How to maximise a matrix subject to constraints?
June 14, 2009 5:16 AM   Subscribe

Optimisation problem: trying to find the subset of my data that meets a couple of constraints.

I have a data set with 200 columns and 20 rows of numbers. I am trying to find the 20 columns that make the mean of all values in the resulting 20 x 20 data set as large as possible--subject to the constraint that no row in the 20 x 20 set can have a mean value below a particular figure.
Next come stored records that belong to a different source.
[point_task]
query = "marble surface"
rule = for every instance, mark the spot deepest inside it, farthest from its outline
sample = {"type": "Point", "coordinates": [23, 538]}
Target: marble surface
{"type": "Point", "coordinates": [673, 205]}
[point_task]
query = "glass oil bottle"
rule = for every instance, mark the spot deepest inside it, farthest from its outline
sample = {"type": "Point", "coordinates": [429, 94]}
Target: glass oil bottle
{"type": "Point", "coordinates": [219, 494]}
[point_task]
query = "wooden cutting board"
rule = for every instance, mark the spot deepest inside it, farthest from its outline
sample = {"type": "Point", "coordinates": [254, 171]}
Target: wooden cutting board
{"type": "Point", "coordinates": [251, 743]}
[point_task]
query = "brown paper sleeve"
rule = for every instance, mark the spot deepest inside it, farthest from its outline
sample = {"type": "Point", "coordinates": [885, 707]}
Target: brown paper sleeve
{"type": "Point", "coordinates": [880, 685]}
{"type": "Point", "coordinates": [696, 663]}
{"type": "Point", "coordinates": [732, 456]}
I have access to a range of software tools (Excel, Mathematica, SPSS). I know how to specify the constraint if I were going for a brute force solution, but obviously that's not going to be feasible here. All suggestions greatly appreciated. . . . .
posted by muhonnin to Science & Nature (18 answers total)
Hm, fun problem. I'll think about it for a bit, and think about how to include that constraint, but here's a quick thing that can make the calculation easier: I think to find the 20x20 matrix with the largest mean, you can simply calculate the mean of each column, and then take the top 20 of those. But now how to include that constraint, hm.....
posted by losvedir at 6:32 AM on June 14, 2009

With a relatively small matrix, a brute force solution would probably work fine. This would be annoying to write in Excel, but seems pretty straightforward in any programming language that can handle arrays or matrices well. I don't have the budget to use Mathematica, but I wrote up a quick solution in R below (using random data). Haven't done any debugging, but I don't think there are huge problems with it.

# set up some parameters
number.of.columns <> number.of.rows <> small.matrix.size <> minimum.row.cutoff <>

# make some random data
m <>

# initialize the results vectors
min.row.mean <> matrix.mean <>
# calculate the averages
for (i in 1:length(matrix.mean)) {
small.m <> min.row.mean[i] <> matrix.mean[i] <> }

# find the solution
max(matrix.mean[min.row.mean > minimum.row.cutoff])
posted by eisenkr at 6:53 AM on June 14, 2009

hmm... that code got butchered via the posting mechanism. I'll mefi mail you the code, hopefully it won't get destroyed that way.
posted by eisenkr at 6:54 AM on June 14, 2009

the mean of all values

Do you mean the mean across rows, columns, or both?
posted by a robot made out of meat at 8:44 AM on June 14, 2009

Oh, I guess that it doesn't matter.
posted by a robot made out of meat at 8:46 AM on June 14, 2009

How pathologic is the dataset? Are the column means close? Variances? Are the rows values roughly evenly distributed? If you just use the 20 biggest columns how many of your rows violate the minimum condition? I was starting to think of guided searches for good columns, but the strategy depends on what the data look like.
posted by a robot made out of meat at 8:58 AM on June 14, 2009

eisenkr: the problem is that there are choose(200,20) = 1.6e+27 possible choices of columns.
posted by a robot made out of meat at 9:00 AM on June 14, 2009

Well, the mean (really the sum, save yourself a division) of your matrix is linear in the mean (sum) of the columns. If it wasn't for the constraint on your rows, you'd get the answer by just picking the 20 columns with the highest sums.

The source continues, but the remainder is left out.